GRACE NALEDI MANDISA PANDOR, Minister for International Relations and Cooperation of South Africa, said that the international community is facing diverse, immense, yet interconnected challenges, which no country can resolve alone. While the COVID-19 pandemic and Eastern Europe have been drawing particular attention, for South Africa, the real inflection point will be the world attending fully to the needs of the marginalized and forgotten. “Our greatest global challenges are poverty, inequality, joblessness and feeling excluded”, she said, encouraging States to act on Our Common Agenda to address underdevelopment as well as safeguard human rights for all. Though the pandemic has showed the international community how to address issues collectively — the Access to COVID-19 Tools (ACT) Accelerator is an example of that, promoting a fairer distribution of vaccines, therapeutics and diagnostics — she noted that States have grown apart in facing energy and food insecurity, climate change, conflict-induced devastation and the existential threat of nuclear weapons”, encouraging them to work in solidarity.

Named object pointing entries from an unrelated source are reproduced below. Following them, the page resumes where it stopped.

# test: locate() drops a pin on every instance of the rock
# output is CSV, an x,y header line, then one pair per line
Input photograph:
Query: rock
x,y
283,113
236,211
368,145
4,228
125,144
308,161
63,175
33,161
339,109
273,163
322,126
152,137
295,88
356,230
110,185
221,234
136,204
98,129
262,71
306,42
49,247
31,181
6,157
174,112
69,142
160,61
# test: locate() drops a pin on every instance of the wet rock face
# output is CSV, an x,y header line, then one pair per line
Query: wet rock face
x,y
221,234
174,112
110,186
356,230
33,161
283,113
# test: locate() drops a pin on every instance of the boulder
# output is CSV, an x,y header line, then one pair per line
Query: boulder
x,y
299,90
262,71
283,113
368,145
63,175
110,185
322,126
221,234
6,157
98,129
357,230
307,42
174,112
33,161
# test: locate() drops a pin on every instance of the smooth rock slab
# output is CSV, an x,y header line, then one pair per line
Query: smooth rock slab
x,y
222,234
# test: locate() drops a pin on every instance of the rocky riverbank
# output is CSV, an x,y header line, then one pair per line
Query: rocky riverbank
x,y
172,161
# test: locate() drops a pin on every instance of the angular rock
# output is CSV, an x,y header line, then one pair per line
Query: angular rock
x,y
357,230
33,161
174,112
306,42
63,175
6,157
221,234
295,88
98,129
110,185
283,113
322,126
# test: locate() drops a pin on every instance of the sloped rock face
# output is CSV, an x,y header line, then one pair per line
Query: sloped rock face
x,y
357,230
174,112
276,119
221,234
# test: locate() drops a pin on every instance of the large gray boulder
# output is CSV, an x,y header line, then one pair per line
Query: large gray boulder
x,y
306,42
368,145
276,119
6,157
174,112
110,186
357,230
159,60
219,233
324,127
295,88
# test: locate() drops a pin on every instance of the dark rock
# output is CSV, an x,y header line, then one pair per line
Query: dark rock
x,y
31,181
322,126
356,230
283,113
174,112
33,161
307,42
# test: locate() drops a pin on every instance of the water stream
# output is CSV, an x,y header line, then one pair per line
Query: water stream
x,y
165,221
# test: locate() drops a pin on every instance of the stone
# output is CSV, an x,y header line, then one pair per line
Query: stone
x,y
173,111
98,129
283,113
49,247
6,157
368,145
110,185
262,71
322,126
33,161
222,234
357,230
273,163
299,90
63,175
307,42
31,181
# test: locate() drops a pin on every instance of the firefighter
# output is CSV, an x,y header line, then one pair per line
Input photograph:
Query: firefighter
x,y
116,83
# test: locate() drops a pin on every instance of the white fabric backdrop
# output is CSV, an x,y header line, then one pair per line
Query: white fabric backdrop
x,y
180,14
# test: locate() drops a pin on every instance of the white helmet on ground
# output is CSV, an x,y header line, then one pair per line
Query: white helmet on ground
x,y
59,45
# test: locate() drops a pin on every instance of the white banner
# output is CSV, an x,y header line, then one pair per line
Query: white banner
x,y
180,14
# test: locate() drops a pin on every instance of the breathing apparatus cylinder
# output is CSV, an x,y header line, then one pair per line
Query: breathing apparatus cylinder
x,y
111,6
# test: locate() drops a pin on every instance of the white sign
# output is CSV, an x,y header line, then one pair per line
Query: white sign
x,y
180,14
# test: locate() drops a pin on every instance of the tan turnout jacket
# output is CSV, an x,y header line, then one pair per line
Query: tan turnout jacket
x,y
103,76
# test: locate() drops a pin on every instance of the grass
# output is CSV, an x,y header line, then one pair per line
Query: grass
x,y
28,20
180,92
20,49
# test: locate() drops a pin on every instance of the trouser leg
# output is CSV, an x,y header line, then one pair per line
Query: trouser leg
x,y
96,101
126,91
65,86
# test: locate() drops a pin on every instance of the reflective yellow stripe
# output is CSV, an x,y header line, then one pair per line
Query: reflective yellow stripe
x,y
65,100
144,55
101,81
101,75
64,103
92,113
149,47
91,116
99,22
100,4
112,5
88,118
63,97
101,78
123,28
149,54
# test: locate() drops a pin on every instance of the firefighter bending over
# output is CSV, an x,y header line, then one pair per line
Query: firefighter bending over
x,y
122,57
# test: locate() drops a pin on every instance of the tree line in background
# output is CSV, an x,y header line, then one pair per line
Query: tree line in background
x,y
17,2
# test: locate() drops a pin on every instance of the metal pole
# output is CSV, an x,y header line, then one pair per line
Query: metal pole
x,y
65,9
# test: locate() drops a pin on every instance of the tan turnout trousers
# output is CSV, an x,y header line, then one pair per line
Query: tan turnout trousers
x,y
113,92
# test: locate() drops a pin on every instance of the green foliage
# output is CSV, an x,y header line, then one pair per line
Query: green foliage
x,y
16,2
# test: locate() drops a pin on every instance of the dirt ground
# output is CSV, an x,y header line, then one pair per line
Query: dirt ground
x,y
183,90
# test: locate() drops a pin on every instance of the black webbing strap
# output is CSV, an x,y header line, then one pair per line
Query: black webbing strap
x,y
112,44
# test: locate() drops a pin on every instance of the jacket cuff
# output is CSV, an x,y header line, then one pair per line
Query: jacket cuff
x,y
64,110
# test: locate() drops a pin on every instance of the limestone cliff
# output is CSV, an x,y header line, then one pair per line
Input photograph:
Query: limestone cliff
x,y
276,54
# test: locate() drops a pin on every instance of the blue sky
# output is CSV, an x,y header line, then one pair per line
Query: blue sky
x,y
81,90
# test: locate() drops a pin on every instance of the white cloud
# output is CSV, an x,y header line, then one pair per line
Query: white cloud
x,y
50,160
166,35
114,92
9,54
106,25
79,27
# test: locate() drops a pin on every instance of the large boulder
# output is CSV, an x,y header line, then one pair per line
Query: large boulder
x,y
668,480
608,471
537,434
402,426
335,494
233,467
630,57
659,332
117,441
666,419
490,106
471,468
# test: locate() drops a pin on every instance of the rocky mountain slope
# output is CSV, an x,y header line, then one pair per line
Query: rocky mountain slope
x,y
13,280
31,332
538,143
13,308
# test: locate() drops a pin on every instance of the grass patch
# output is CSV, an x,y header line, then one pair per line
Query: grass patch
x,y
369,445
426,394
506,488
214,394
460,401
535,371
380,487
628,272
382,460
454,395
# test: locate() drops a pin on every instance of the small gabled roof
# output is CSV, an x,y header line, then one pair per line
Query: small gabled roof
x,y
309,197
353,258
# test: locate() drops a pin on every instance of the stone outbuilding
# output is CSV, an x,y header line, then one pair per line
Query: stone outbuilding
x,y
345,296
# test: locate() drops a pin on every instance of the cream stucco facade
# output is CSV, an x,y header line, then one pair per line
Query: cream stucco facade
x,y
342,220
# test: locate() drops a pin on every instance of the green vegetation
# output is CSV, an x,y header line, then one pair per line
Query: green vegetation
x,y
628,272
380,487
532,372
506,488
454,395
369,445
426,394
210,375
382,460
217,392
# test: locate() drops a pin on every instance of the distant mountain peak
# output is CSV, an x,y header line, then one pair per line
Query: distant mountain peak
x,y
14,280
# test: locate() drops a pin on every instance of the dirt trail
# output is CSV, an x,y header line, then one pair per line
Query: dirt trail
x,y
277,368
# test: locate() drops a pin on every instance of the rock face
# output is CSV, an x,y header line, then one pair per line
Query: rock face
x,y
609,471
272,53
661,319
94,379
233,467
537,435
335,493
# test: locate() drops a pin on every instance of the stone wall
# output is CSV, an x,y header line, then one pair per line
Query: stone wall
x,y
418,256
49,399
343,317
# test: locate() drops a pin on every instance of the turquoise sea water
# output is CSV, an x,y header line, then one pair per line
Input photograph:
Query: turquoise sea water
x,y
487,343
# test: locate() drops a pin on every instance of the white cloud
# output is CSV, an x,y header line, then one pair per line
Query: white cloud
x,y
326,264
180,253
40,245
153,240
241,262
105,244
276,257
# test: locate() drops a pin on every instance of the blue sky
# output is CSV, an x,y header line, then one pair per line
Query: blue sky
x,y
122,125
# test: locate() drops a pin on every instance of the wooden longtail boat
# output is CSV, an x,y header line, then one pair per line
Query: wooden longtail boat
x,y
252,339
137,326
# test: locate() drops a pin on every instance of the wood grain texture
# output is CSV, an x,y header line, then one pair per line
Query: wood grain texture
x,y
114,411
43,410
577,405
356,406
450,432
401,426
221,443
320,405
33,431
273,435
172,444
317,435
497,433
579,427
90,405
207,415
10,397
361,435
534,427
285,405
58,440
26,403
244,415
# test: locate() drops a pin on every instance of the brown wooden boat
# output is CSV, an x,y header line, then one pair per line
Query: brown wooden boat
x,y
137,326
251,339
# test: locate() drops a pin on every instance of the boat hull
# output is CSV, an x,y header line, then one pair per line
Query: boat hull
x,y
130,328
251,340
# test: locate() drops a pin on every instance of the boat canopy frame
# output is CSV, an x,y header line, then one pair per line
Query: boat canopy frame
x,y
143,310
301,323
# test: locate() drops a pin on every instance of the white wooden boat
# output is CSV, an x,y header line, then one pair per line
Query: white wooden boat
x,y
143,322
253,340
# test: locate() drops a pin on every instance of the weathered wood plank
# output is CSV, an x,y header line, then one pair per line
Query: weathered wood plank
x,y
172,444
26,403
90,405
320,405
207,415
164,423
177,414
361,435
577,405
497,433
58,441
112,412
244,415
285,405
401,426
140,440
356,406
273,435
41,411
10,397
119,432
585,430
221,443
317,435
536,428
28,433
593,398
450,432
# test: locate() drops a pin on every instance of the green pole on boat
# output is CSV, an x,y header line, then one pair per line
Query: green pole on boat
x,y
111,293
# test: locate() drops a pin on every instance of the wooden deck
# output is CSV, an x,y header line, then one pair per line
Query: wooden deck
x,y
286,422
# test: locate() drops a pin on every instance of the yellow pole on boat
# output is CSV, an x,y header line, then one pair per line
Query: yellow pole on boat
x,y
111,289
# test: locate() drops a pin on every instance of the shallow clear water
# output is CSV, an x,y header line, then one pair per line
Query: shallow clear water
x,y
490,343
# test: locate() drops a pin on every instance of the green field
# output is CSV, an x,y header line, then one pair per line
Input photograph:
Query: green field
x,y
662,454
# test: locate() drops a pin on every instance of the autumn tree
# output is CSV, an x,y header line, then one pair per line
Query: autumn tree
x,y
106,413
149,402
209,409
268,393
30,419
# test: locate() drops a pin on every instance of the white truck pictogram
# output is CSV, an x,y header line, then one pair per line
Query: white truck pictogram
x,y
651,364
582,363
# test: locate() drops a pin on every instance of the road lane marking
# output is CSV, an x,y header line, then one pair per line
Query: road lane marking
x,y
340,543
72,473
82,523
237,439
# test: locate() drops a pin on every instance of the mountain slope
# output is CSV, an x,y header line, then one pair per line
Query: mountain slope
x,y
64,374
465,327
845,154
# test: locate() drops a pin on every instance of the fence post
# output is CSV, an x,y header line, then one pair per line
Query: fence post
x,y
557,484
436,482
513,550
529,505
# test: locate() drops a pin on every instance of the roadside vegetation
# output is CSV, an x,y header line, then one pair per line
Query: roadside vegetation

She stressed the need to create and support research and innovation capacity in Africa for vaccine production, invest in strengthened public health systems and produce thousands more professional health workers. “This requires sustainable investment in higher education research institutions and in global research cooperation,” she said, adding that “it will be a tragic indictment on all of us as leaders if future pandemics found the poorest as unprepared as many were for COVID-19”. South Africa has established the first mRNA global technology transfer hubs that will contribute to the secure supply of life-saving medication for African countries and other developing countries, she underlined. With regards to energy shortages, she suggested the implementation of cleaner, more accessible solutions and stressed that South Africa is working with partners to develop its transition plan to reduce emissions. Welcoming education as one of the most important drivers to end inequality, she reaffirmed the country’s commitment to make it affordable and noted measures already put in place to guarantee access to education for the most vulnerable as well as foster scientific research. “The multilateral trading system must be strengthened so that we genuinely create a conducive environment for fair trade that also provides opportunities for developing economies,” she said.
It is unacceptable that 77 years after its establishment, five nations wield disproportionate decision-making power in the United Nations system as a whole, she added, calling for revitalization of the General Assembly and reform the Security Council. Touching on countries’ different responsibilities with regards to climate change, she urged States to agree on a mechanism for loss and damage, and summed up South Africa’s policies to meet related targets. “While we work to address contemporary conflicts, we should not ignore long-standing ones, such as Palestine,” she added, asking that Israel be held accountable for its destructive actions impairing a two-State solution. She also pointed to Western Sahara’s struggle for self-determination and called for an end to the embargo against Cuba and coercive measures against Zimbabwe. Calling on States to address discrimination, promote girls’ education and women’s empowerment — including by having “more women speak at the Assembly”; protect the vulnerable — including women journalists in conflict situation; and empowering youth, she highlighted the new era of trade, commerce and productivity in Africa and reaffirmed the country’s commitment to seek greater alignment between the agendas of the United Nations and the African Union.